There’s no doubt Zimmerman drew his weapon and fired the fatal shot into the heart of Trayvon Martin. There’s no argument he exited his truck — ignoring the dispatcher’s admonition that he did not need to follow the youth.
He admitted that.
Here’s where it became complicated.
Trayvon Martin, became the accused — persecuted by the defense to cloud Zimmerman’s unlawful actions: profiling, ethnic slurs, following Trayvon, confronting him, and pulling his gun and killing him.
Was it unreasonable for the six jurors to acquit George Zimmerman? The court justified in letting the defense put Trayvon on trial? Jurors given the wrong tools to make an informed decision? Were they the wrong people to hear this case? Do average citizens have problems understanding the law and applying it?
The answer to all is yes!
Our law provides: a citizen accused is entitled to be judged by a jury of his peers.
In a case that involves different races should the jury be more ethnically balanced?
Ideally, the prosecution would have ended up with a more diverse jury. Some men, diverse ethnicities. But not a jury composed of five white women.
How did a black victim become the accused and how did the jury end up so pale, so colorless? Did the prosecution drop the ball, failing miserably in jury selection?
The court denied two peremptory challenges by the prosecution that essentially kept the jury lily white. The possibility of peremptory nullification in jury selection using Batson v. Kentucky was presented by Frederick Leatherman in early March. The court’s denial of the prosecution’s challenges of two white jurors was a reverse application of the law, in deference to the fact that three caucasians remained on the jury.
Removal of two white jurors was nothing like the actions which created Baston v. Kentucky and the loose interpretation of the law denied Trayvon his right to equal protection under the law — and justice.
Post-trial interviews with juror’s B37 and B29, clearly indicated the jury wasn’t qualified to adjudicate guilt or innocence of George Zimmerman.
Discussion centered around the prosecution’s failure to present a good case to the jury — that they failed to provide evidence proving Zimmerman’s guilt.

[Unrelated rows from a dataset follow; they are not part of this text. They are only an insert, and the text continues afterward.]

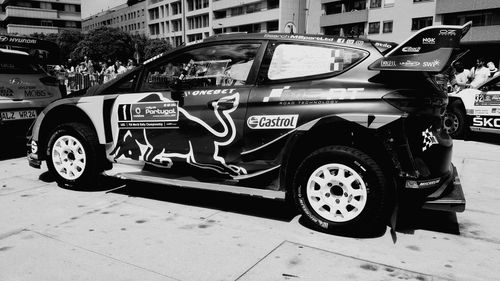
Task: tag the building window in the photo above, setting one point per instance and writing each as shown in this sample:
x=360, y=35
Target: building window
x=45, y=5
x=272, y=26
x=389, y=3
x=419, y=23
x=375, y=4
x=387, y=27
x=47, y=23
x=284, y=64
x=374, y=28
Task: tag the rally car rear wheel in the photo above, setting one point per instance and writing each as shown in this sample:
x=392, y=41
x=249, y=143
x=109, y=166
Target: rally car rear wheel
x=72, y=154
x=341, y=189
x=454, y=121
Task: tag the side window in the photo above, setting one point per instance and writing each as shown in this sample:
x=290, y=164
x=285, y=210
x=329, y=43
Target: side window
x=297, y=61
x=219, y=65
x=125, y=85
x=493, y=85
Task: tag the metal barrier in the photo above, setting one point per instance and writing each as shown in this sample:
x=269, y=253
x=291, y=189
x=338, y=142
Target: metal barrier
x=78, y=81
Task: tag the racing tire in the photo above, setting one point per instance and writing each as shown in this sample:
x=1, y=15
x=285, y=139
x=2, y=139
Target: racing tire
x=72, y=154
x=454, y=121
x=341, y=189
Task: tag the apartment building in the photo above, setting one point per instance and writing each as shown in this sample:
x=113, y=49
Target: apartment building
x=258, y=16
x=46, y=16
x=130, y=18
x=179, y=21
x=388, y=20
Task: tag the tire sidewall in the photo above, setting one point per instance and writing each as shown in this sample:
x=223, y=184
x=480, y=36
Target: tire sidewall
x=374, y=187
x=90, y=164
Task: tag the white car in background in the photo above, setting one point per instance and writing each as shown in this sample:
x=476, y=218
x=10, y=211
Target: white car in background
x=476, y=110
x=25, y=89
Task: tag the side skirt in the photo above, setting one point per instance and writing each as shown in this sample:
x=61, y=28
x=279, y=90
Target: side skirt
x=137, y=174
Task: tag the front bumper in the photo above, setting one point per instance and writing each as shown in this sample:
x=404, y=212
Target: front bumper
x=448, y=198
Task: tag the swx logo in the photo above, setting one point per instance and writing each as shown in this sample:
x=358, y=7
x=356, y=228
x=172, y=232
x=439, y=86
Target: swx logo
x=429, y=40
x=273, y=121
x=486, y=122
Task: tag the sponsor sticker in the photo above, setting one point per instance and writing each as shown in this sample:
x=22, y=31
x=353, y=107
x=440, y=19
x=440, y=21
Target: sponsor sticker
x=428, y=183
x=487, y=99
x=388, y=63
x=148, y=114
x=429, y=40
x=428, y=139
x=411, y=49
x=6, y=92
x=273, y=121
x=383, y=45
x=409, y=63
x=447, y=32
x=209, y=92
x=481, y=111
x=17, y=81
x=433, y=63
x=484, y=121
x=288, y=96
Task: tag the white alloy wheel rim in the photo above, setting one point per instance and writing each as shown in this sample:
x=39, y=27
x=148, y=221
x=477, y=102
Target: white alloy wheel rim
x=68, y=157
x=336, y=192
x=450, y=123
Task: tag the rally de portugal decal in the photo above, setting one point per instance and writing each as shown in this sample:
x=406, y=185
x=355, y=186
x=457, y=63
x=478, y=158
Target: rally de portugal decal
x=273, y=121
x=149, y=114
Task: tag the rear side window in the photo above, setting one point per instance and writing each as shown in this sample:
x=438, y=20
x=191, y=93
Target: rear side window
x=19, y=68
x=298, y=61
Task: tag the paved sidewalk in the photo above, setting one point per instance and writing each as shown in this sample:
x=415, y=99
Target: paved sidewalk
x=151, y=232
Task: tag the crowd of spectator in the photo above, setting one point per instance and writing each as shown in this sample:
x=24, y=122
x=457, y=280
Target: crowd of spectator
x=474, y=77
x=79, y=75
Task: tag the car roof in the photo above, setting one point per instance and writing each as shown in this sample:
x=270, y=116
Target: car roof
x=337, y=40
x=13, y=52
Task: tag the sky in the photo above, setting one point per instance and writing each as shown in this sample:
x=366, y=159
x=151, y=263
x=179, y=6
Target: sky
x=91, y=7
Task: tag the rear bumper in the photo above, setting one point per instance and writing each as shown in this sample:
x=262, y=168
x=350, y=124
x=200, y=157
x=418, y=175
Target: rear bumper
x=449, y=198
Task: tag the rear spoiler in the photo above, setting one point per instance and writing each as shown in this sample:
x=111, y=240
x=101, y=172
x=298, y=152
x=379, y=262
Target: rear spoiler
x=431, y=49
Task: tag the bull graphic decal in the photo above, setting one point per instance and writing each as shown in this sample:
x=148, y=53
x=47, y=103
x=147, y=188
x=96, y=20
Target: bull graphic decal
x=146, y=143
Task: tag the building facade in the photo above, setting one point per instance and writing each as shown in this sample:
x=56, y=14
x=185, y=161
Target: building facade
x=46, y=16
x=127, y=18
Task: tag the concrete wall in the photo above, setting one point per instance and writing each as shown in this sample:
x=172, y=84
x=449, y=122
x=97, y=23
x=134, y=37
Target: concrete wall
x=401, y=14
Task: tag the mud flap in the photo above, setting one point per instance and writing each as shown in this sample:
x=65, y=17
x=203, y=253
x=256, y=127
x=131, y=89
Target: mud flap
x=453, y=200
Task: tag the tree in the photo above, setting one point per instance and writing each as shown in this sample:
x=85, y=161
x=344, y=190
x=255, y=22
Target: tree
x=105, y=44
x=155, y=47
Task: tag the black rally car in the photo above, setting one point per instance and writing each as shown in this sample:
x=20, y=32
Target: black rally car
x=341, y=126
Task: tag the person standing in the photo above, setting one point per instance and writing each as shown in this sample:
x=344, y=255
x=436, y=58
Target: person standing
x=479, y=74
x=461, y=76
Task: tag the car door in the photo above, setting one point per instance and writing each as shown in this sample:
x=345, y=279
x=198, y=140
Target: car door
x=189, y=111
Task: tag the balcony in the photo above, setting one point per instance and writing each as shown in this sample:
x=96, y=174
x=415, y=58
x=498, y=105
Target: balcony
x=226, y=4
x=252, y=18
x=344, y=18
x=22, y=12
x=30, y=29
x=454, y=6
x=482, y=34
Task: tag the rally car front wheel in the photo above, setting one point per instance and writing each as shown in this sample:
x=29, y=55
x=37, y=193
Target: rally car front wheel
x=341, y=189
x=72, y=155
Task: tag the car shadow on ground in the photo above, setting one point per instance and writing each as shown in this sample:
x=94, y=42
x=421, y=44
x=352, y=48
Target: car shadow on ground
x=409, y=219
x=483, y=137
x=12, y=146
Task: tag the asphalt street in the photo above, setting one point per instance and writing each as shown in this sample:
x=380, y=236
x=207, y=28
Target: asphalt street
x=135, y=231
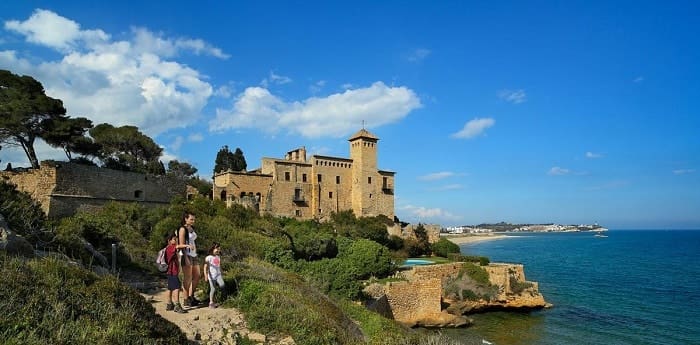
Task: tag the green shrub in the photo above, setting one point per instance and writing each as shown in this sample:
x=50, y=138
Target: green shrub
x=368, y=258
x=23, y=214
x=444, y=248
x=476, y=273
x=275, y=301
x=49, y=301
x=482, y=260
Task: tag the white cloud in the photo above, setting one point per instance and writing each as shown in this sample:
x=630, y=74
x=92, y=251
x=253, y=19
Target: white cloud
x=275, y=79
x=145, y=41
x=14, y=154
x=436, y=176
x=51, y=30
x=126, y=82
x=177, y=143
x=317, y=86
x=166, y=157
x=195, y=137
x=334, y=116
x=424, y=214
x=557, y=171
x=455, y=186
x=593, y=155
x=513, y=96
x=418, y=55
x=683, y=171
x=473, y=128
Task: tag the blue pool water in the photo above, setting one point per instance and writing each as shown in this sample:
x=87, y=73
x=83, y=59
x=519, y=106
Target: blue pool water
x=416, y=262
x=633, y=287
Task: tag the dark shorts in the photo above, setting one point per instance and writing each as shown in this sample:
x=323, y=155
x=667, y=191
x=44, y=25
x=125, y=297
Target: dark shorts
x=187, y=260
x=173, y=283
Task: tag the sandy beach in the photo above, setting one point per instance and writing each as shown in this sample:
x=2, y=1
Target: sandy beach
x=473, y=238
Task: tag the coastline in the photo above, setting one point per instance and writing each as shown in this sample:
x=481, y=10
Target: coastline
x=473, y=238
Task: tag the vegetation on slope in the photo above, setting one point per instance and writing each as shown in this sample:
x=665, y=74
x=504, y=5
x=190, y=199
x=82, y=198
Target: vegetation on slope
x=289, y=277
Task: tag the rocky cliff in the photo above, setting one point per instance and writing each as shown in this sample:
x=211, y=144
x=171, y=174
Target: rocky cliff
x=441, y=295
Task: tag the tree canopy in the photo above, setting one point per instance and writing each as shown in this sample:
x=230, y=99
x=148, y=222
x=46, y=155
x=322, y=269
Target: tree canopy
x=26, y=112
x=227, y=160
x=126, y=148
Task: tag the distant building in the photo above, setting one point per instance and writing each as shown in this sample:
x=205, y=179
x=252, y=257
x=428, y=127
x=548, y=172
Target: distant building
x=314, y=188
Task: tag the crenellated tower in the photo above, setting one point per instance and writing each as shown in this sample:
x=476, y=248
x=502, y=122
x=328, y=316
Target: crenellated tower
x=365, y=178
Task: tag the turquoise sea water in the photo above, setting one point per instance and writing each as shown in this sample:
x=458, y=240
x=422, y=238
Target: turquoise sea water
x=633, y=287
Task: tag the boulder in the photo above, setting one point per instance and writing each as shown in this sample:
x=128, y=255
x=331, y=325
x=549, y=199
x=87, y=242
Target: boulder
x=12, y=243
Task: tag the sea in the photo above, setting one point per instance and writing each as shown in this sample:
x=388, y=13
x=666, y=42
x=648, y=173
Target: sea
x=632, y=287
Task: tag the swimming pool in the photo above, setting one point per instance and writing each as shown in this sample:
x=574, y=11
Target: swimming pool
x=416, y=262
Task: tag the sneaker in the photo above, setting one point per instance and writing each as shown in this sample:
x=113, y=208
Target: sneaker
x=178, y=309
x=195, y=301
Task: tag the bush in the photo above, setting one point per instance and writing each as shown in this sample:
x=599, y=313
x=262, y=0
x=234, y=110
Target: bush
x=444, y=248
x=482, y=260
x=49, y=301
x=275, y=301
x=476, y=273
x=23, y=214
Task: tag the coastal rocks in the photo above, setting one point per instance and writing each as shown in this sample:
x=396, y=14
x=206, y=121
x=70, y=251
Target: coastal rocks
x=440, y=295
x=12, y=243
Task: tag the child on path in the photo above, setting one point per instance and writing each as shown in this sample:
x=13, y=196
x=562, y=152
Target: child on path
x=173, y=271
x=212, y=272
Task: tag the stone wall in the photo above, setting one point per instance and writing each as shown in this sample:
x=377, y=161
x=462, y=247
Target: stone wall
x=65, y=188
x=317, y=187
x=415, y=299
x=433, y=231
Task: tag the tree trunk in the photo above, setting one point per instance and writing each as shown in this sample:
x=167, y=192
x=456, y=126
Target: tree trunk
x=28, y=146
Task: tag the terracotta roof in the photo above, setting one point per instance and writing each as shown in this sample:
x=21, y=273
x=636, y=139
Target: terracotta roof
x=363, y=133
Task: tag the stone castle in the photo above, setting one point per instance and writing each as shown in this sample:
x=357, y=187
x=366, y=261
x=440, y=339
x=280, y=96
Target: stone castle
x=314, y=188
x=64, y=188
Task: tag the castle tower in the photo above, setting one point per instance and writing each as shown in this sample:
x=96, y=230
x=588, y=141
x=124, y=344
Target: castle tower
x=365, y=178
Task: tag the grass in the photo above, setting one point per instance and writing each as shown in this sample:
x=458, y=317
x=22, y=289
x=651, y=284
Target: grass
x=51, y=301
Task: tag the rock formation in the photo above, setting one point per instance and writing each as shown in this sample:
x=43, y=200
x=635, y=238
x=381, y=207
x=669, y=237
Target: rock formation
x=441, y=295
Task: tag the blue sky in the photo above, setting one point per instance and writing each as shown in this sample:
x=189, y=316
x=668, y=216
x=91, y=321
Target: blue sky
x=525, y=112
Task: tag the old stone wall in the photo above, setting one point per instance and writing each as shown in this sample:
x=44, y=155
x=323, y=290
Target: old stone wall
x=65, y=188
x=433, y=231
x=419, y=300
x=38, y=183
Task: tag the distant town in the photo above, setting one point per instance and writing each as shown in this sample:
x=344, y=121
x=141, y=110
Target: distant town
x=507, y=227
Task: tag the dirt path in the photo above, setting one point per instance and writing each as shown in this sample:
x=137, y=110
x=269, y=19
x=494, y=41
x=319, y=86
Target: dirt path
x=204, y=325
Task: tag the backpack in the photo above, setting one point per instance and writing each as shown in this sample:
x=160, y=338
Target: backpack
x=162, y=261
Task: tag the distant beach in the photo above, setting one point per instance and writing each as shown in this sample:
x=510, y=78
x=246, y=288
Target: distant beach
x=472, y=238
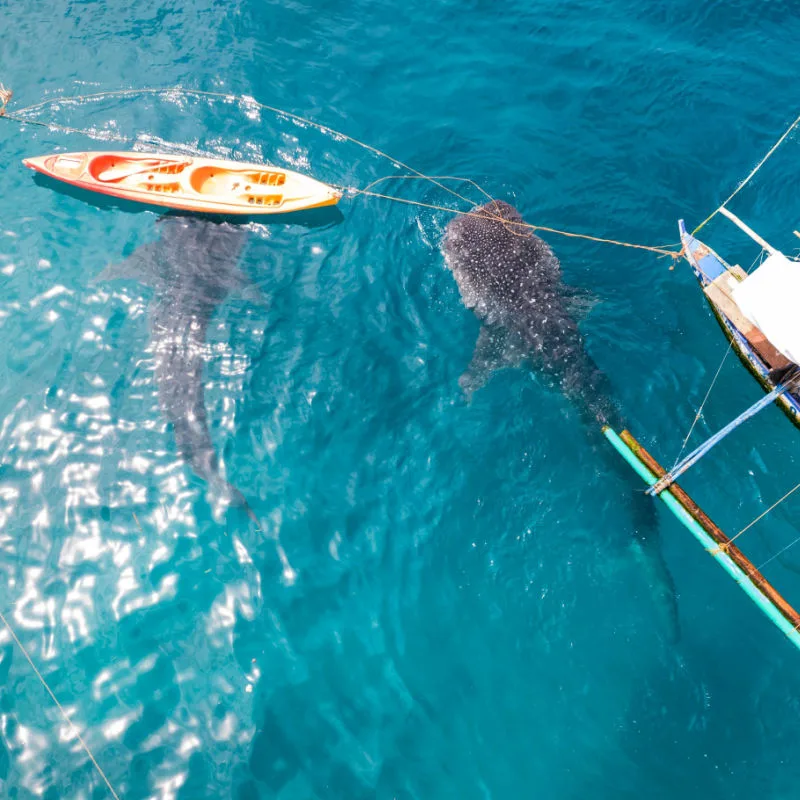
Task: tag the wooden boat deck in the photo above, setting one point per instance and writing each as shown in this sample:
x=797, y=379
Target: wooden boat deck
x=752, y=347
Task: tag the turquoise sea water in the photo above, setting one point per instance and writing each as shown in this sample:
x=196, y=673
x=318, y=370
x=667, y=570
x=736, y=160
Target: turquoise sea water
x=467, y=618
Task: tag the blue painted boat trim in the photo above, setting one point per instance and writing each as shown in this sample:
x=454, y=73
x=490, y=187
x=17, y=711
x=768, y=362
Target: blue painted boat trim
x=707, y=266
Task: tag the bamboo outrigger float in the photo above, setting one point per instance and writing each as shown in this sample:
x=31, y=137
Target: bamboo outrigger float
x=757, y=316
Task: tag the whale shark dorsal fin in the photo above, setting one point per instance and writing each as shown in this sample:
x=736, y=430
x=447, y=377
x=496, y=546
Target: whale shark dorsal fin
x=495, y=349
x=138, y=266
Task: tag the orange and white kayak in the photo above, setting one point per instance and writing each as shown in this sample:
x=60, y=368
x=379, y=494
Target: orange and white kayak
x=188, y=183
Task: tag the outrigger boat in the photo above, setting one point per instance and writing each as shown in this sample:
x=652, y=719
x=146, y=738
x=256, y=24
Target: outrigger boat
x=758, y=314
x=206, y=185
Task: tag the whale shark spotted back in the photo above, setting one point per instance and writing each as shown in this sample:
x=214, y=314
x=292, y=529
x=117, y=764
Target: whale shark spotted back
x=512, y=280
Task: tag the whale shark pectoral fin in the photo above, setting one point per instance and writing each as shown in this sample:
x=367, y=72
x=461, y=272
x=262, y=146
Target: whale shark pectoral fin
x=253, y=294
x=579, y=302
x=138, y=266
x=495, y=349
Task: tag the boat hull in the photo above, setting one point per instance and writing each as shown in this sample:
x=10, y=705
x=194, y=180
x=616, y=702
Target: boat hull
x=187, y=183
x=707, y=267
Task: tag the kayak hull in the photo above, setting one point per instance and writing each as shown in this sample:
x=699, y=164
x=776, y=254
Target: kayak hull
x=188, y=183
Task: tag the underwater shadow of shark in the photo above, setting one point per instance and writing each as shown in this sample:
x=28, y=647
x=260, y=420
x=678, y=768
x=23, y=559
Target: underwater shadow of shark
x=511, y=279
x=192, y=267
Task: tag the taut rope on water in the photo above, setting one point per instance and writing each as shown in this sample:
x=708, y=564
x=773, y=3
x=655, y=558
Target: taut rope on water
x=749, y=177
x=19, y=117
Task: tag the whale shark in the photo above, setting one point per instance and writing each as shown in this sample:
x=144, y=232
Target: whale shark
x=512, y=280
x=192, y=267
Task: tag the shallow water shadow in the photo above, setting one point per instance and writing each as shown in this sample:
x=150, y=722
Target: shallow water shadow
x=312, y=218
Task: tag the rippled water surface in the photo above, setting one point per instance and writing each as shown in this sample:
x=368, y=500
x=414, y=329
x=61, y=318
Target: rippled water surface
x=442, y=600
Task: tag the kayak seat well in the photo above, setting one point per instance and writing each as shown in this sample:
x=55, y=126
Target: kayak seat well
x=212, y=180
x=110, y=167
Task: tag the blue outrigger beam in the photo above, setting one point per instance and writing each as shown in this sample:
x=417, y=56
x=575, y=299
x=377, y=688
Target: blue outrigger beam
x=693, y=457
x=716, y=543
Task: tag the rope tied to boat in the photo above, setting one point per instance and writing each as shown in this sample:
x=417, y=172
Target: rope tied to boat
x=747, y=180
x=436, y=180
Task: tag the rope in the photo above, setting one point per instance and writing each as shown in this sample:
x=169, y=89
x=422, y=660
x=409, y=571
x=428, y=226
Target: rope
x=60, y=708
x=761, y=516
x=417, y=175
x=227, y=96
x=749, y=177
x=699, y=413
x=529, y=226
x=779, y=553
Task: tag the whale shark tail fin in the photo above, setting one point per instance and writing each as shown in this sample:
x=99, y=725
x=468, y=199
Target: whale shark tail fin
x=648, y=553
x=240, y=501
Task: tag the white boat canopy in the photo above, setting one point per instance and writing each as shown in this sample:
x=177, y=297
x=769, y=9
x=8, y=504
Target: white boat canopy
x=770, y=298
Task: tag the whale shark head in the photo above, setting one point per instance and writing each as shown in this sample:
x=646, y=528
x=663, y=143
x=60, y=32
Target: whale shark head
x=498, y=262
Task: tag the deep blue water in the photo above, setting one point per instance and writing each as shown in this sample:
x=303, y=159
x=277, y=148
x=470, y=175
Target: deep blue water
x=467, y=618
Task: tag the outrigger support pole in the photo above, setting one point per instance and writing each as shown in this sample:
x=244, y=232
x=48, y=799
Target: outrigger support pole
x=748, y=230
x=670, y=477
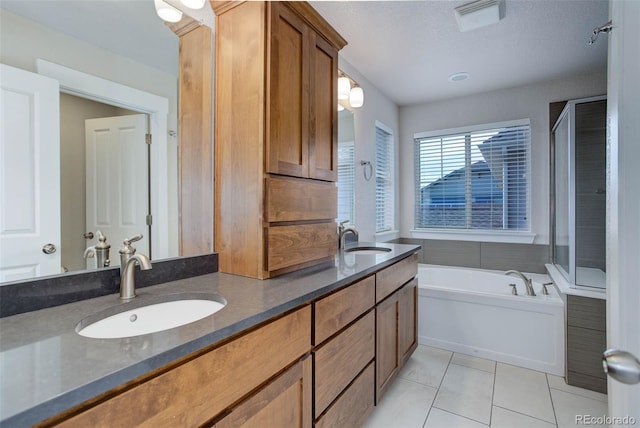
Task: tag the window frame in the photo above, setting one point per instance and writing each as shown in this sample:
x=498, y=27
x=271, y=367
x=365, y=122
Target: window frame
x=485, y=235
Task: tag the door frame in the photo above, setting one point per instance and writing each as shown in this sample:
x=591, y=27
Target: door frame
x=94, y=88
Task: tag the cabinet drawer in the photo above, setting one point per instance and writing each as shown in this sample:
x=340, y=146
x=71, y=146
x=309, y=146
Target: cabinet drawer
x=354, y=405
x=337, y=362
x=337, y=310
x=297, y=244
x=291, y=199
x=193, y=393
x=390, y=279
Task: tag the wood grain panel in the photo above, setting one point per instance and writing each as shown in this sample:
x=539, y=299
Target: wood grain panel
x=387, y=356
x=408, y=320
x=353, y=407
x=239, y=139
x=195, y=145
x=584, y=351
x=285, y=402
x=337, y=310
x=586, y=312
x=296, y=244
x=193, y=393
x=323, y=110
x=288, y=113
x=291, y=199
x=338, y=362
x=390, y=279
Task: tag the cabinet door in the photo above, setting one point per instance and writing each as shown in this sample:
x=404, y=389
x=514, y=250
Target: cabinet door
x=287, y=96
x=407, y=320
x=387, y=361
x=285, y=402
x=323, y=129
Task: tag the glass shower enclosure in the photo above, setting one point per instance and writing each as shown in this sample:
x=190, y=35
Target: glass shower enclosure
x=579, y=192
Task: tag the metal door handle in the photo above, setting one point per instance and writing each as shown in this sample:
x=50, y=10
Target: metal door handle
x=49, y=248
x=621, y=365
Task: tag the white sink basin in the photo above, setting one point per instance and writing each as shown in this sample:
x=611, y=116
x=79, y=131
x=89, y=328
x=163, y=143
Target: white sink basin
x=150, y=315
x=367, y=250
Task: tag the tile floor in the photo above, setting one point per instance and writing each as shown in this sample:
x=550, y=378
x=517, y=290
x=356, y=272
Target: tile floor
x=442, y=389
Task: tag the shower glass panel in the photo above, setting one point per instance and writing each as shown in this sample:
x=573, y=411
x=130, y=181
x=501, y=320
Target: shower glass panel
x=579, y=244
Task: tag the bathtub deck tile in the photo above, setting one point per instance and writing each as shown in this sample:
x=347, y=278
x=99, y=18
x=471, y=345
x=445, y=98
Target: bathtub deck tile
x=524, y=391
x=474, y=362
x=466, y=392
x=426, y=366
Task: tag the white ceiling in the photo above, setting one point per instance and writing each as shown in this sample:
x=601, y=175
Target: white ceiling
x=407, y=49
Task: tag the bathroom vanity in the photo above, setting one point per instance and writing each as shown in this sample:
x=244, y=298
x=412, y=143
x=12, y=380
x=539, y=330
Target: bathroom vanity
x=317, y=346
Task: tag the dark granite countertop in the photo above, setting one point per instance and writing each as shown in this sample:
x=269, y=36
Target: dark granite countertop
x=47, y=368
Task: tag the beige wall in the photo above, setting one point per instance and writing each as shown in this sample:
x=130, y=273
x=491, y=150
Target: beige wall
x=23, y=41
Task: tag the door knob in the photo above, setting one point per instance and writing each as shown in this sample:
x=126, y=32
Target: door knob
x=49, y=248
x=621, y=365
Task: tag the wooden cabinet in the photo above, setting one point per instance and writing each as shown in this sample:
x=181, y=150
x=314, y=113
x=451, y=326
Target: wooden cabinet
x=284, y=402
x=198, y=391
x=396, y=320
x=276, y=128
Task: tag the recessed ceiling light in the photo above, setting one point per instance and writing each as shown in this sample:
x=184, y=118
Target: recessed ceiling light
x=458, y=77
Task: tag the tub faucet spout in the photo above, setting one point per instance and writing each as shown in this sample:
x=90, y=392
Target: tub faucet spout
x=527, y=281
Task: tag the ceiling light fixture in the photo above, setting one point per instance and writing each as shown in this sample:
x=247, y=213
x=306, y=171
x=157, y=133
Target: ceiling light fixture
x=167, y=12
x=459, y=77
x=479, y=14
x=344, y=87
x=193, y=4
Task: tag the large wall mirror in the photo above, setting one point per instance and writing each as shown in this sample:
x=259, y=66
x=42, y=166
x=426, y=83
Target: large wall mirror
x=130, y=59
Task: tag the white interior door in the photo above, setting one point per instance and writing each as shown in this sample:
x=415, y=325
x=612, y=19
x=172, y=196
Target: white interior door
x=29, y=175
x=623, y=211
x=117, y=180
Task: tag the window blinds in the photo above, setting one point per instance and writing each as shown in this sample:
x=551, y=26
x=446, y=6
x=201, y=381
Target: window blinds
x=346, y=181
x=384, y=180
x=476, y=179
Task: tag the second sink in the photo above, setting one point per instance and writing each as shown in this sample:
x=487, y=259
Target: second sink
x=150, y=315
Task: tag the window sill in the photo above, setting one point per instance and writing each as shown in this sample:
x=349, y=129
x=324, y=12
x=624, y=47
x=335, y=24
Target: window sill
x=387, y=236
x=476, y=236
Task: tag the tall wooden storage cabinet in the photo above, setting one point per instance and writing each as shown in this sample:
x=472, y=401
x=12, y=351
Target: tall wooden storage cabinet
x=275, y=137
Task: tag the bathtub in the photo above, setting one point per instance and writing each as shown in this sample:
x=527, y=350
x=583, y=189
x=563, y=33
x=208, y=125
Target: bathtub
x=472, y=311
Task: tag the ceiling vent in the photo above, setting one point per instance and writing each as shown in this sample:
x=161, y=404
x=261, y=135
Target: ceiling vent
x=479, y=14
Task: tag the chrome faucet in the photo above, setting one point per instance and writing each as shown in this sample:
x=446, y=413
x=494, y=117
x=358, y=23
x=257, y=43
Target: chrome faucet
x=527, y=281
x=342, y=231
x=128, y=260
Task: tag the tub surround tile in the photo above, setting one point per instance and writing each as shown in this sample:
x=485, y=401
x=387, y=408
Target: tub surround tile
x=466, y=392
x=405, y=404
x=426, y=366
x=569, y=406
x=439, y=418
x=524, y=391
x=557, y=382
x=474, y=362
x=504, y=418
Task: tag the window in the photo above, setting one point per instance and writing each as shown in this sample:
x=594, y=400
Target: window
x=475, y=178
x=346, y=181
x=385, y=206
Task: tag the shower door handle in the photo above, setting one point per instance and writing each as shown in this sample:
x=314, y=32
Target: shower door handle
x=623, y=366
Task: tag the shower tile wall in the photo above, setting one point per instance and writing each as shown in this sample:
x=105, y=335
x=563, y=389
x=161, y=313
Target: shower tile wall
x=483, y=255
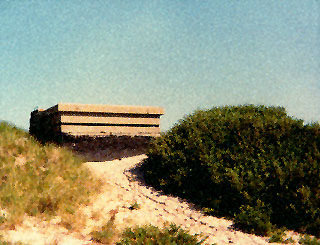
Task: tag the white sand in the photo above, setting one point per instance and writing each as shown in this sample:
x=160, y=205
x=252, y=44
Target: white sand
x=124, y=187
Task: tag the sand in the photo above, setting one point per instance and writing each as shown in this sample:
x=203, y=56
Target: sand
x=124, y=187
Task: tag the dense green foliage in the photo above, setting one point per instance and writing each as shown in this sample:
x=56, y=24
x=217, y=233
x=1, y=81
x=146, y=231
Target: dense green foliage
x=252, y=163
x=40, y=180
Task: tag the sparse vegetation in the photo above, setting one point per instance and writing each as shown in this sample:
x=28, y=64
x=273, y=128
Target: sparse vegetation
x=252, y=163
x=171, y=234
x=40, y=180
x=308, y=240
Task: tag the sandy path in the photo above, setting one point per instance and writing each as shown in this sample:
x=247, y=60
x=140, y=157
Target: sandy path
x=124, y=187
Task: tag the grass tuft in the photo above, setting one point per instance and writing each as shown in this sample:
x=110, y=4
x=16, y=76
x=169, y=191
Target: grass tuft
x=39, y=180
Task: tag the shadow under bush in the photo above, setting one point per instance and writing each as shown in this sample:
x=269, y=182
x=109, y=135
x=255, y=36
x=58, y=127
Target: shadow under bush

The burden of proof, as always in a criminal trial, was on the prosecution. Despite a weak presentation, the proof was there for a conviction. The jury just had to apply reasonable intelligence to convict.
In juror B37’s mind Zimmerman had the right to stand his ground even though Stand Your Ground was not included in the defense’s case. If properly applied she would have concluded that Trayvon was protected under the law the minute Zimmerman chose to pursue him. The victim of Zimmerman’s hatred stood his ground and was murdered as a result.
Though B29 wanted to convict she felt she had been handcuffed by the law citing that the prosecution hadn’t proven intent. But the lesser charge, manslaughter, did not require that Zimmerman intended to kill Trayvon, only that he did.
Was the jury derelict in its charge?
A murderer is free to walk the streets of Florida, but there is a silver lining. Fortunately it’s brought a lot of attention to the insidious Stand Your Ground laws currently in place in over 23 states. Some of the ugliest states in the union.
It’s another opportunity to point out the absurdity of our weak and dangerous gun laws.
It is not unreasonable to believe that George Zimmerman was guilty of manslaughter, encouraged to use deadly force because of Stand Your Ground. And it’s not unreasonable to understand, laws that allow individuals like Zimmerman to carry a weapon are dangerous to our lives, liberties, and pursuit of happiness.
It is reasonable to believe that Trayvon, his life threatened, stood his ground and paid the ultimate price at the hands of a wannabe cop.
And it is reasonable to believe that a flawed justice system and barbaric laws in Florida allowed George Zimmerman to get away with murder.